Monticello, le 29 août 1814.


Il résulte, mon cher ami, de la lettre citée ci-dessus, dont l’exposé me semble très-vrai, que, des ouvrages de Mozart, on ne connaît à Paris que Figaro, Don Juan et Cosi fan tutte, qui ont été joués à l’Odéon.

La première réflexion qui se présente sur Figaro, c’est que le musicien, dominé par sa sensibilité, a changé en véritables passions les goûts assez légers qui, dans Beaumarchais, amusent les aimables habitants du château d’Aguas-Frescas. Le comte Almaviva y désire Suzanne, rien de plus, et est bien éloigné de la passion qui respire dans l’air

Vedro mentr’io sospiro
Felice un servo mio !

Et dans le duo

Crudel ! perchè finora ?

Certainement ce n’est pas là l’homme qui dit, acte III, scène iv de la pièce française :

« Qui donc m’enchaîne à cette fantaisie ? j’ai voulu vingt fois y renoncer… Étrange effet de l’irrésolution ! si je la voulais sans débat, je la désirerais mille fois moins. » Comment le musicien aurait-il pu atteindre à cette idée, qui cependant est fort juste ? comment peindre un calembour en musique ?

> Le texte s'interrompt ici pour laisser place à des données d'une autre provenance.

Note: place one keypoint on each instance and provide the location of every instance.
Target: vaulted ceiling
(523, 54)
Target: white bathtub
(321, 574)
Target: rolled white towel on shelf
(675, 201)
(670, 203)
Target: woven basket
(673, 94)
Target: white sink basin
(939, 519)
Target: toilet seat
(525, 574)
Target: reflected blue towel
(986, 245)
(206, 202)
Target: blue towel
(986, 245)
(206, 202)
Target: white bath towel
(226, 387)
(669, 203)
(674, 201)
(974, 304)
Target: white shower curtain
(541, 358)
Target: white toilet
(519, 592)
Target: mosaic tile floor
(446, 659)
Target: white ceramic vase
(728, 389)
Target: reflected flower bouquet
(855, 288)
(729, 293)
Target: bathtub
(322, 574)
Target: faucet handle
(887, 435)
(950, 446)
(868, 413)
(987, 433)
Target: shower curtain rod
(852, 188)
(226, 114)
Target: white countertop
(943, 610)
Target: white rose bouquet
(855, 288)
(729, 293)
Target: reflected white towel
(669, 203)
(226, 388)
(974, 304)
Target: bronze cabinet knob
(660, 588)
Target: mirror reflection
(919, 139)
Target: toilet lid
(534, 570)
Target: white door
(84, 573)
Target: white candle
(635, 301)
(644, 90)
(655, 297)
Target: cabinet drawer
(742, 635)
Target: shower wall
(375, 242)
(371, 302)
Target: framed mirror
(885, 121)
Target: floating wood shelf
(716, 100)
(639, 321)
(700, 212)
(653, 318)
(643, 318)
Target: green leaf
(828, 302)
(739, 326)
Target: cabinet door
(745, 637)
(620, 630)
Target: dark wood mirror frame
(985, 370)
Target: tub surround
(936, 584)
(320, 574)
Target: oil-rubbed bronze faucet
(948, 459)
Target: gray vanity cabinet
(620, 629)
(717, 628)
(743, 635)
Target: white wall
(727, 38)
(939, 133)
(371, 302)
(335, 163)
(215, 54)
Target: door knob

On sent, dans la comédie, que le goût de Rosine pour le petit page pourrait devenir plus sérieux : la situation de son âme, cette douce mélancolie, ces réflexions sur la portion de bonheur que le destin nous accorde, tout ce trouble qui précède la naissance des grandes passions, est infiniment plus développé chez Mozart que dans le comique français. Cette situation de l’âme n’a presque pas de termes pour l’exprimer, et est peut-être une de celles que la musique peut beaucoup mieux peindre que la parole. Les airs de la comtesse font donc une peinture absolument neuve : il en est de même du caractère de Bartholo, si bien marqué par le grand air

La vendetta ! la vendetta !

La jalousie de Figaro, dans l’air

Se vuoi ballar signor Contino,

est bien éloignée de la légèreté du Figaro français. Dans ce sens, on peut dire que Mozart a défiguré la pièce autant que possible. Je ne sais trop si la musique peut peindre la galanterie et la légèreté françaises pendant quatre actes, et dans tous les personnages : cela me semble difficile ; il lui faut des passions décidées, du bonheur ou du malheur. Une répartie fine ne fait rien sentir à l’âme, ne donne rien à sa méditation. En parlant du saut par la fenêtre : « La rage de sauter peut prendre, dit Figaro ; voyez plutôt les moutons de Panurge. » Cela est délicieux, mais pendant trois secondes ; si vous insistez, si vous prononcez lentement, le charme disparaît.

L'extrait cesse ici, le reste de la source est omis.